Già da tempo seguo con curiosità e interesse le attività promozionali e informative messe in atto dal Consorzio di Tutela dei Vini Sannio DOP, sia in proprio che attraverso la compartecipazione della Camera di Commercio di Benevento con l’Azienda Speciale Valisannio.

L’anno scorso il Consorzio ha portato a Verona i sapori, i profumi e le ricette del Sannio interpretate da chef Sanniti, quest’anno, invece, i vini del Sannio saranno accompagnati da un’altra delle eccellenze campane: la pizza napoletana.

Da Palazzo Vialdo, bel locale di Torre del Greco (NA), è passata l’operazione “Pizza e Falanghina”, che porterà la falanghina sannita in giro per l’Italia.
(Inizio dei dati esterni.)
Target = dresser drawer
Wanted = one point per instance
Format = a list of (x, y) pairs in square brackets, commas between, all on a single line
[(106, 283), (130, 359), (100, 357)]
L’iniziativa è partita dal Sannio, dove ha fatto tappa nelle pizzerie “Oasi”, “08Cento24” e Foro dei Baroni, e passerà prima a Milano da Gino Sorbillo nella sua “LIevito Madre al Duomo”, per concludere il suo viaggio a Verona, in concomitanza con Vinitaly 2015 da Renato Bosco nella sua Saporè.

Questa iniziativa è solo una delle tante che il Consorzio Sannio DOP ha organizzato per promozionare il prodotto vino, ma tutte hanno avuto come comune denominatore la conoscenza del territorio e delle persone che ci lavorano con passione e dedizione. Il Presidente Libero Rillo, il vice Presidente Nicola Venditti e il Direttore Nicola Matarazzo, stanno facendo un gran lavoro, da cui traspare l’importanza della collaborazione e del legame che il Consorzio è riuscito a costruire tra i produttori, cui ha infuso fiducia nelle proprie capacità promozionali e, particolarmente, di tutela. Va dato atto di ciò al Consorzio Sannio DOP nella speranza che altri analoghi organismi campani ne seguano l’esempio. La serata al Palazzo Vialdo è stata bella e ricca di spunti.

Introdotti dal giornalista enogastronomico Luciano Pignataro, i Maestri Pizzaioli Gino Sorbillo e Gianfranco Iervolino, testimonial della pizza napoletana, ci hanno dato prova della loro arte deliziandoci con pizze classiche e particolari.

Abbiamo iniziato con la pizza fritta di zia Esterina di Gino Sorbillo, la classica e intramontabile ciccioli e ricotta col pepe, accompagnata da bollicine di falanghina.

A seguire la margherita classica di Gianfranco Iervolino, sempre buona, poi la pizza con provola, e pignatiello di patate e carciofi, che ci ha stupito per l’abbinamento con la falanghina, la pizza “che cavolo vuoi” con crema di cavolfiori e provola con, in uscita, gamberi di Mazara crudi e striscie di lardo, che è stata il tripudio di sapori della serata, e, per finire, la classica marinara con alici di Menaica e olive nere, profumatissima e gustosa. I vini Falanghina della serata, di vari produttori del Sannio, hanno ben sostenuto gli abbinamenti e ci hanno accompagnato nel viaggio di sapori. Ovviamente scelgo di non far menzione dei produttori dei vini poichè non potevamo degustare quelli di tutti.

Palazzo Vialdo, un  ristorante, pizzeria e wine bar, è stato ricavato in un palazzetto signorile dell’800 napoletano, il cui involucro esterno è stato preservato nell’originaria conformazione, mentre l’interno è moderno e funzionale, con utilizzo di acciaio, legno riciclato e pavimentazione in mattoni. Di prossima apertura anche una splendida tavernetta e una gastronomia da asporto dove sarà possibile gustare panini gourmet e piatti tradizionali, sia acccomodati in un ambiente caldo e simpaticamente retrò, sia gustarli al banco accompagnati da birre artigianali o vino. Il locale si avvale della consulenza del gastronomo Giustino Catalano e ci aspettiamo di gustare delle vere chicche introvabili.